著者
南雲 清二 佐々木 陽平 竹下 一夫
出版者
日本薬史学会
雑誌
薬史学雑誌 (ISSN:02852314)
巻号頁・発行日
vol.47, no.1, pp.21-30, 2012 (Released:2021-07-02)

We are studying how cinchona, one of the most important medicinal plants, was introduced and cultivated in Japan. We already mentioned that in the process, two cultivation attempts were made: the first in Japan in 1882, and the second in the Taiwanese town of Hengchun in approximately 1900, when Taiwan was under Japanese colonial rule. Yasusada Tashiro was behind those two cinchona cultivation attempts; however, they both ended in failure. Later, Tashiro became an employee of Hoshi Pharmaceutical Co., Ltd. and in 1922, succeeded for the first time in cultivating cinchona at the company-owned cinchona field in Taiwan. This third challenge for him finally led to success.

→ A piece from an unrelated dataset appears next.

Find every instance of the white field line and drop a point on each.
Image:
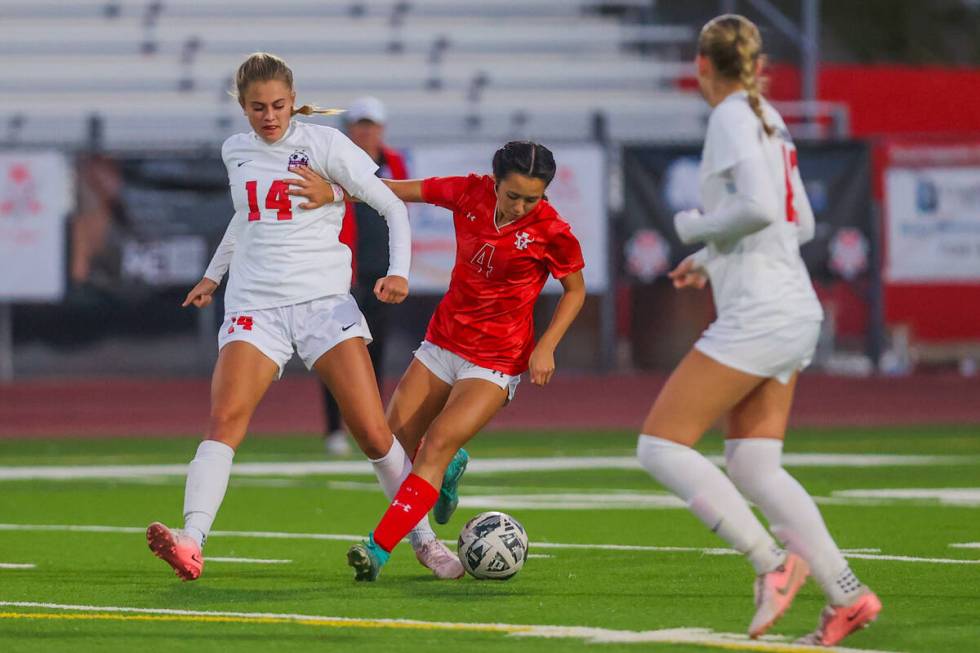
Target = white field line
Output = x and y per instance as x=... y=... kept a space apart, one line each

Hoshi Pharmaceutical went on further to produce cinchona bark from the cultivated tree for the first time in 1934, and also succeeded in extracting quinine from the bark. This was a historic feat in the Japanese pharmaceutical industry, completing an entire process from cinchona cultivation to quinine manufacture all within the confines of the country. In this report, we describe the historical background and involvement of Yasusada Tashiro, who was instrumental to the success of cinchona cultivation in the company. Furthermore, we reveal that a log of unknown origin, which had been left untouched for years at Hoshi University, was the cinchona log from the time when Hoshi Pharmaceutical succeeded in the cultivation.